INTERPOL on Friday announced the takedown of 45,000 malicious IP addresses and servers used in connection with phishing, malware, and ransomware campaigns, as part of the agency’s ongoing efforts to dismantle criminal networks, disrupt emerging threats, and safeguard victims from scams.
The effort is part of an international law enforcement operation that involved 72 countries and territories. It also led to the arrest of 94 people, with another 110 individuals still under investigation. A total of 212 electronic devices and servers were seized during raids at various key locations.
One such operation in Bangladesh saw 40 suspects arrested and 134 electronic devices confiscated pertaining to a wide range of cybercrime offences, including loan and job scams, identity theft, and credit card fraud.
In Togo, authorities apprehended 10 suspects accused of running a fraud ring from a residential area. While some were involved in hacking into social media accounts, others conducted social engineering schemes, including romance scams and sextortion.
The fraudsters, after gaining unauthorized access to a victim’s account, reached out to their online contacts, impersonating the account holder to engage in fake romantic relationships and deceive friends and family members. The ultimate objective of the scam was to trick the secondary victims into making money transfers.
Lastly, Macau law enforcement officials identified more than 33,000 phishing and fraudulent websites related to fake casinos and critical infrastructure, such as banks, governments, and payment services. These websites were set up to defraud victims by instructing them to top up their balances or enter personal information.
The cybercrime crackdown marks the third phase of Operation Synergia, which took place between July 18, 2025, and January 31, 2026. The previous two phases took place in 2023 and 2024, identifying thousands of malicious servers and scores of arrests.
India’s CBI Targets Transnational Fraud Case
The disclosure comes as India’s Central Bureau of Investigation (CBI) said it conducted coordinated searches at 15 locations across Delhi, Rajasthan, Uttar Pradesh, and Punjab as part of a large-scale organized online investment and part-time job fraud primarily involving a Dubai-based fintech platform called Pyypl.
“It was alleged that thousands of unsuspecting Indian citizens were cheated of crores of rupees through deceptive online schemes operated by an organized transnational fraud syndicate,” the CBI said.
The criminal network is said to have leveraged social media platforms, mobile applications, and encrypted messaging services to lure victims with promises of high returns from online investments and part-time job opportunities.
As highlighted by Proofpoint in October 2024, these scams aim to gain victims’ trust by convincing them to deposit small amounts and show fictitious profits on fake sites, after which they are persuaded to invest larger sums of money.

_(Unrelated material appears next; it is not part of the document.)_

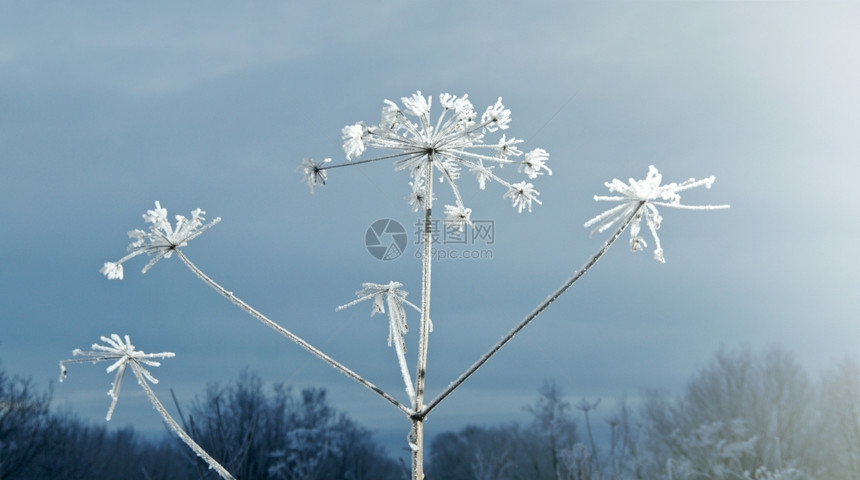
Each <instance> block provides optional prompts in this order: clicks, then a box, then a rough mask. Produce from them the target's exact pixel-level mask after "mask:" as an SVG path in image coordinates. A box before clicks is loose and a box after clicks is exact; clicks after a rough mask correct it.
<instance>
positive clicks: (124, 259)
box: [99, 201, 221, 280]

As soon as the funds are deposited, they are quickly transferred through multiple mule bank accounts to cover up the money trail and then cashed out through offshore ATM withdrawals using debit cards enabled for international transactions and via wallet top-ups on overseas fintech platforms like Pyypl using Visa and Mastercard payment networks.
These withdrawals, per the CBI, appeared as point-of-sale (PoS) transactions in banking systems to fly under the radar. Some of the stolen money has also been converted to cryptocurrency, and consolidated into accounts linked to 15 shell companies and routed through two entities.
“These entities converted the proceeds into USDT through India-based virtual asset exchanges and transferred the cryptocurrency to their white-listed wallets,” the CBI added.
The crime investigating agency has identified Ashok Kumar Sharma and other unnamed co-conspirators as key members of the syndicate. Sharma has been taken into custody. It also said various bank accounts used by the entities have been frozen, and incriminating documents and digital evidence related to the syndicate’s day-to-day operations have been seized.